Science and Engineering

“Professor Chloe Orkin is Professor of Infection and Inequities at the Queen Mary University of London and a Consultant HIV Physician at Barts Health NHS Trust since 2003.

She is Lead for Equality Diversity and Inclusion in the Faculty of Medicine at QMUL and is producing research on disability in the NHS and in medical academia. She lives openly with Ehlers Danlos Syndrome. She has written on ableism in the NHS and her own experiences with hidden disability in the BMJ Leader, a leading health management journal. Chloe has done Twitter Live discussions on her experiences of ableism. As an out lesbian, she has also been previously recognised for her advocacy in the HIV field in the Rainbow List top 100 and by DIVA magazine.

She is considered an activist by people living with HIV because of her work while Chair of the British HIV Association. She was a world-leading advocate for the U=U (Undetectable=Untransmittable) campaign which reduces stigma against people living with HIV. The clip of her explaining U=U to Gareth Thomas on his documentary ‘HIV and Me’ has been watched by +500,000 people and subtitled into other languages as a training tool.

She is a Physician Scientist who specialises in new treatments for viruses like HIV, viral hepatitis, and SARS-CoV-2. During the monkeypox (mpox) pandemic she produced ground-breaking research which changed international guidelines and is now an expert advisor to the World Health Organisation Europe on mpox. Her work focused on people with advanced HIV disease and the life-threatening consequences of mpox to their health. She worked with community activists and contributed to the award-winning podcast What the Pox to reduce stigma against people with mpox.

Chloe has held several leadership roles including being the 80th President of the Medical Women’s Federation, an 106 year-old organisation closely associated with the history of suffrage in the UK. She is a member of the governing council for the International AIDS Society. She advocates for global equity of access to medicines as a scientific advisor to the Medicines Patent Pool, an organisation that works to provide global access to medication and vaccines.
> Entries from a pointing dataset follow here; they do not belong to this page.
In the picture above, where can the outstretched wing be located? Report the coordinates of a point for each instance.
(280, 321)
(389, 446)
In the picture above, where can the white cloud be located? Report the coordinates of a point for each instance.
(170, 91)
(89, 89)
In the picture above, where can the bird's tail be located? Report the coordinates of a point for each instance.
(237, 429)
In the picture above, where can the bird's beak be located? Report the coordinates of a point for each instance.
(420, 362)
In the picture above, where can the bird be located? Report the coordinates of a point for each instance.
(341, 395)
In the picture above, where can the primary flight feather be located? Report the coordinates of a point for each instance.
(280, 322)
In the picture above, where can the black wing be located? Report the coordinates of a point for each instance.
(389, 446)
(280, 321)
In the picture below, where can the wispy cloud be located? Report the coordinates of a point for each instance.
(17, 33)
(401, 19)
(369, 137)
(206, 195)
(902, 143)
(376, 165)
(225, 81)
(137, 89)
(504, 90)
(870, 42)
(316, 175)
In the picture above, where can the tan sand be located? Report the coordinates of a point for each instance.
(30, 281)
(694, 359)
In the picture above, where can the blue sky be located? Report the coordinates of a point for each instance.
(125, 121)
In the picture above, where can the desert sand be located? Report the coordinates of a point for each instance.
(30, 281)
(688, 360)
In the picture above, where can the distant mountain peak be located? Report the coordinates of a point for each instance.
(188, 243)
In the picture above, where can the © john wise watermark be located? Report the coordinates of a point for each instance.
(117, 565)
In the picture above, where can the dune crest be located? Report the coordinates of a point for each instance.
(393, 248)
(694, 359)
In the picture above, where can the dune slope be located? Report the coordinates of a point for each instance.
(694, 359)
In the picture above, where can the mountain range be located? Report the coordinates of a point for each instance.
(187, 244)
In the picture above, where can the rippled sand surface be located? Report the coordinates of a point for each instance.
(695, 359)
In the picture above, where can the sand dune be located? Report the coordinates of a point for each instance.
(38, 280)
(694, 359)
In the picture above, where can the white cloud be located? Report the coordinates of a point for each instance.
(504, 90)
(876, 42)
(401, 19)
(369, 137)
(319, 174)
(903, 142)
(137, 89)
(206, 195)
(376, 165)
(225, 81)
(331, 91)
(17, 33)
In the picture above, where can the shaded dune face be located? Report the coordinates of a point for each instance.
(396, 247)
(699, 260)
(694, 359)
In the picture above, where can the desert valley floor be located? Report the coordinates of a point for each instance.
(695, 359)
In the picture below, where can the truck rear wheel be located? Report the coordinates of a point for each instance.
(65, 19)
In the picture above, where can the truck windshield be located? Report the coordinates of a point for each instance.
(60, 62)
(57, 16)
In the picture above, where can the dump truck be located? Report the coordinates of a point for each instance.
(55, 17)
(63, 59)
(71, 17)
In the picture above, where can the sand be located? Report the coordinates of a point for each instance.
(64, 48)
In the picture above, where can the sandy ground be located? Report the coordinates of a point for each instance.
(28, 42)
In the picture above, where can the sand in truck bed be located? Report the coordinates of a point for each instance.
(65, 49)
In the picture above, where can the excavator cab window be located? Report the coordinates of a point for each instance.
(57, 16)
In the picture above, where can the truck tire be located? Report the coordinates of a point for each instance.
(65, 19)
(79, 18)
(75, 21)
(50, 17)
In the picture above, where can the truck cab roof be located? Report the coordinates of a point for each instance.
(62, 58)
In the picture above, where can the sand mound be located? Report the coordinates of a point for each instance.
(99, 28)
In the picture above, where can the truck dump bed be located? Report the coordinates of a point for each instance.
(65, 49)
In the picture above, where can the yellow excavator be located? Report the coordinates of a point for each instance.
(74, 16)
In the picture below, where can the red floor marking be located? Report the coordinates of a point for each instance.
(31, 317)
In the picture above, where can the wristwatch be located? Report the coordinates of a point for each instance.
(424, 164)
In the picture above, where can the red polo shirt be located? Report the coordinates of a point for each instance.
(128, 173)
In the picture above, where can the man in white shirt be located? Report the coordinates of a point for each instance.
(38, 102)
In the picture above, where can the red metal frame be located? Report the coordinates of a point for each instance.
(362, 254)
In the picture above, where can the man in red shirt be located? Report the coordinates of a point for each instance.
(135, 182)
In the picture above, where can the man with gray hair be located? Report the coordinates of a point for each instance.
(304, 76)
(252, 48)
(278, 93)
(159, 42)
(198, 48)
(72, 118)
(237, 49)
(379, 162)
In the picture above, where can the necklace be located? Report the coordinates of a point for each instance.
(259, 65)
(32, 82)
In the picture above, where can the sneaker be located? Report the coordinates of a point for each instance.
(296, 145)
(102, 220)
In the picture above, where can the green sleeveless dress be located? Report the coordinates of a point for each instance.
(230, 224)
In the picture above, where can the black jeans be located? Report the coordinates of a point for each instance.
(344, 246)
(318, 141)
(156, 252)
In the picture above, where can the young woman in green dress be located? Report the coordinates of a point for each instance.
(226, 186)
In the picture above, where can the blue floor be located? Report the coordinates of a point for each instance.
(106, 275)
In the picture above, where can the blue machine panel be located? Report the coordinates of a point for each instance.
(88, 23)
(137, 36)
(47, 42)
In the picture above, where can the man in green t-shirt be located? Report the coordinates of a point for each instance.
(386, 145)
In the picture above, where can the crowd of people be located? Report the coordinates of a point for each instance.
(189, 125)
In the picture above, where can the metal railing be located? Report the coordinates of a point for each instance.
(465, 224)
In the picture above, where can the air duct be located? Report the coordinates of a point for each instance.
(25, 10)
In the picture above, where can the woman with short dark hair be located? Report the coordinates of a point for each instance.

“Invisible disability needs to be spoken about and the word ‘ableism’ needs to be used and the concept more widely understood. I am proud to speak up and be named in the Disability Power 2023 list as an invisibly disabled woman and Physician Scientist who has made a significant contribution to infectious disease research.”

Disability Power 100 2023 profile information has been self-submitted by the profile subject. Shaw Trust understands and respects that disability and impairment descriptors and language use varies from person to person. Shaw Trust assumes no responsibility or liability for any errors or discrepancies in the content of this, or any other, profile page.